Computer Vision for Beginners: Part 1
Image processing is performing some operations on images to get an intended manipulation. Think about what we do when we start a new data analysis. We do some data preprocessing and feature engineering. It’s the same with image processing.
By Jiwon Jeong, Data Science Researcher at Yonsei University and Project Instructor at DataCamp
Computer Vision is one of the hottest topics in artificial intelligence. It is making tremendous advances in self-driving cars, robotics as well as in various photo correction apps. Steady progress in object detection is being made every day. GANs is also a thing researchers are putting their eyes on these days. Vision is showing us the future of technology and we can’t even imagine what will be the end of its possibilities.
So do you want to take your first step in Computer Vision and participate in this latest movement? Welcome you are at the right place. From this article, we’re going to have a series of tutorials on the basics of image processing and object detection. This is the first part of OpenCV tutorial for beginners and the complete set of the series is as follows:
- Understanding color models and drawing figures on images
- The basics of image processing with filtering
- From feature detection to face detection
- Contour detection and having a little bit of fun
The first story of this series will be about installing OpenCV, explaining color models and drawing figures on images. The complete code for this tutorial is also available on Github. Now let’s get it started.
Introduction to OpenCV
Image processing is performing some operations on images to get an intended manipulation.
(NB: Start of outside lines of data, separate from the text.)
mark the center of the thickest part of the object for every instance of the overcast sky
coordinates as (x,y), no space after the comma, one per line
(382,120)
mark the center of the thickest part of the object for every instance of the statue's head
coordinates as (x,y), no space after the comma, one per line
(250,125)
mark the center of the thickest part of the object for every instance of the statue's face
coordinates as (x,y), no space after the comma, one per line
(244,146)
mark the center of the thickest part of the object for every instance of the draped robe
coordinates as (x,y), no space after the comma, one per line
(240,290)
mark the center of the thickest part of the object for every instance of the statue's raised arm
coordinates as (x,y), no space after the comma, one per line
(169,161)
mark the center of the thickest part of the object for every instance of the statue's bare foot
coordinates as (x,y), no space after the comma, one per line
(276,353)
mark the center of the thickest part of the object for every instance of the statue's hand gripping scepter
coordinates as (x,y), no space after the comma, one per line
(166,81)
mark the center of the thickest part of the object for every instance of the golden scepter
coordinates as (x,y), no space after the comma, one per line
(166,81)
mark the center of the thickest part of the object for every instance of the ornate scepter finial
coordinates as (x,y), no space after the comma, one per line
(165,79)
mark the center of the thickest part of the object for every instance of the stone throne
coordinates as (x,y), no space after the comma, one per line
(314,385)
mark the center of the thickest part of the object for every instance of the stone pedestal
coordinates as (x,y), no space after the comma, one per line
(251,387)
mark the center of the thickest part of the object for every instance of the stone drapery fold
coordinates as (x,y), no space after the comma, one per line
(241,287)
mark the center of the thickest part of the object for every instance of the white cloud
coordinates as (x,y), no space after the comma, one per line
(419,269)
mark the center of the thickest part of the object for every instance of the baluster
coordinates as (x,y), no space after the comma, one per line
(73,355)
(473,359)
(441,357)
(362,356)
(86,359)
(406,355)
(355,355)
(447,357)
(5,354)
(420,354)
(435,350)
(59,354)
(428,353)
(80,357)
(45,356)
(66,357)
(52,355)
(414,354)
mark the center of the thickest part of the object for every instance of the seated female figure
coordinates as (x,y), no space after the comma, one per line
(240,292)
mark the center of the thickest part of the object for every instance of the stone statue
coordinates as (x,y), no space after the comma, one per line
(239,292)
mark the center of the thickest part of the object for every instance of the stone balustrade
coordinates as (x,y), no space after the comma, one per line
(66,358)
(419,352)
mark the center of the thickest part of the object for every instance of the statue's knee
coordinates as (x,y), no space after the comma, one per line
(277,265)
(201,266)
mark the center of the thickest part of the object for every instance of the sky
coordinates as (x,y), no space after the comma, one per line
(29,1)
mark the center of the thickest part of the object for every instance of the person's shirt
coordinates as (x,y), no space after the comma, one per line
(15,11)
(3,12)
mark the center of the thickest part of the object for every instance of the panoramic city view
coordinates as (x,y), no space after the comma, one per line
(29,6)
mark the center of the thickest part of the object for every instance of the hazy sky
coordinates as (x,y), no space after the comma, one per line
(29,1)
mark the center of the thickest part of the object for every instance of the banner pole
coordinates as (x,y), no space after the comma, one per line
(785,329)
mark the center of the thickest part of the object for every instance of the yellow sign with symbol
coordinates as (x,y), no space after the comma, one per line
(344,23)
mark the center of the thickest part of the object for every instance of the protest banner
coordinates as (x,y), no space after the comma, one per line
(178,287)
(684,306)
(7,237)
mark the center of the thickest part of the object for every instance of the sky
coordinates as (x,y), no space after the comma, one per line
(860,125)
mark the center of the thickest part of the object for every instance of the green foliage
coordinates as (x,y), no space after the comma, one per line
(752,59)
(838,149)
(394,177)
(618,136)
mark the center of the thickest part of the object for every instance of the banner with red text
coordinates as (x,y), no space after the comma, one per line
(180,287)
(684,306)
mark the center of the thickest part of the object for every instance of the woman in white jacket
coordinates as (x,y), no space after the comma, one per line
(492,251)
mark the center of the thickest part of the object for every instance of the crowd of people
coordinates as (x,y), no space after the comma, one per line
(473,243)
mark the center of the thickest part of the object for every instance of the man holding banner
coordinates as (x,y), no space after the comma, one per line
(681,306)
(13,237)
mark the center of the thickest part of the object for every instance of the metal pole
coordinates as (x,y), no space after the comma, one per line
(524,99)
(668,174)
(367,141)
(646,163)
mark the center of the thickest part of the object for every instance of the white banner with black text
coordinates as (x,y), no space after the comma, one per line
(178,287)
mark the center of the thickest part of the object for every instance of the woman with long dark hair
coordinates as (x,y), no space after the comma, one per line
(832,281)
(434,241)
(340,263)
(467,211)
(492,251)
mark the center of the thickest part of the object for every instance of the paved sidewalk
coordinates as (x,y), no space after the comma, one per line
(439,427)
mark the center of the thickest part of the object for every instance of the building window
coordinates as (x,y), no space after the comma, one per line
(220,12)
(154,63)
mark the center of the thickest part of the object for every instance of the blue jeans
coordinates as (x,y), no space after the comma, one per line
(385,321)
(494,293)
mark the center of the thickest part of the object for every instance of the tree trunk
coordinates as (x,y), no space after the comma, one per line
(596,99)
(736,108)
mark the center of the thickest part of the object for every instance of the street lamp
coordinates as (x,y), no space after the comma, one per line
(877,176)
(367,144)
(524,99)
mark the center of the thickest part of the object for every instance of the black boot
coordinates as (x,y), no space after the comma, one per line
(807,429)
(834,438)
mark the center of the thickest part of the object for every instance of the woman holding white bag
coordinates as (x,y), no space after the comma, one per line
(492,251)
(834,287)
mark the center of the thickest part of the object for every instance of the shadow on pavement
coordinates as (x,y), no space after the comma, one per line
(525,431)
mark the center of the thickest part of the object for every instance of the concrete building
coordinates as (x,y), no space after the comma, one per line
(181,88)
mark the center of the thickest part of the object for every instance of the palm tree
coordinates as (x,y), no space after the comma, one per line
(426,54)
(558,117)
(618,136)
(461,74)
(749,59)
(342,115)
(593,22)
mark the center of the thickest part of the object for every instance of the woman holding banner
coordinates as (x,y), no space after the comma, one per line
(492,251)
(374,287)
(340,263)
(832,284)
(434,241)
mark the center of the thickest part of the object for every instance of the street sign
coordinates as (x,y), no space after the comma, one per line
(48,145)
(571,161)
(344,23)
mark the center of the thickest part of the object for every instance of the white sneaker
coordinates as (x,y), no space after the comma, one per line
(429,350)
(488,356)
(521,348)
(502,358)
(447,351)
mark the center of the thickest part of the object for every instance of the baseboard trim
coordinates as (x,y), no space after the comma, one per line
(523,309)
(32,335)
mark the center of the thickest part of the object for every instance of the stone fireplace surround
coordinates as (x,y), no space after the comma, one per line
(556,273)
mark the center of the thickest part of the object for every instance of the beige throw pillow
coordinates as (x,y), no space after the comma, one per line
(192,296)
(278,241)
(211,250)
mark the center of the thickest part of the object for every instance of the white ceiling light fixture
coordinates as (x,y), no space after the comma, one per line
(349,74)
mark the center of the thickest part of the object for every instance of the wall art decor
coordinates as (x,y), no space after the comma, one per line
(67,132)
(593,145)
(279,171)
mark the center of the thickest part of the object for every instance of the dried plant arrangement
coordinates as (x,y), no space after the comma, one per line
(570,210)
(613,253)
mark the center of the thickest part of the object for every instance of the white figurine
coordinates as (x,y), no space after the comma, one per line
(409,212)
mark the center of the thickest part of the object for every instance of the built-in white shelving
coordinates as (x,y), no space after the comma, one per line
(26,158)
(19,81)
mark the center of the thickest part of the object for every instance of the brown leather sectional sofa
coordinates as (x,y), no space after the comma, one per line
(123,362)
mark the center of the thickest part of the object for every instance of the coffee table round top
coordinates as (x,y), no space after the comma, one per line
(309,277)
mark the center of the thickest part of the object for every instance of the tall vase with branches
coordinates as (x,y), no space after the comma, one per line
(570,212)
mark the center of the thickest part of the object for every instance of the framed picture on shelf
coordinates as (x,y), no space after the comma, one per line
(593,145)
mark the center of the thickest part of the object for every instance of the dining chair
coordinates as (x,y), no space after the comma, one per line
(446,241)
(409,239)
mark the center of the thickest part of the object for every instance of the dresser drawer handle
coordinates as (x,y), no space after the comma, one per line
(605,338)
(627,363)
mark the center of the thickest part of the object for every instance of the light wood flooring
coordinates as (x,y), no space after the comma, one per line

Think about what we do when we start a new data analysis. We do some data preprocessing and feature engineering. It’s the same with image processing. We do image processing to manipulate the pictures for extracting some useful information from them. We can reduce noises, control the brightness and color contrast. To learn detailed image processing fundamentals, visit this video.
OpenCV stands for Open Source Computer Vision library and it’s invented by Intel in 1999. It’s first written in C/C++ so you may see tutorials more in C languages than Python. But now it’s also getting commonly used in Python for computer vision as well. First things first, let’s set up a proper environment for using OpenCV. The installation can be processed as follows but you can also find the detailed description here.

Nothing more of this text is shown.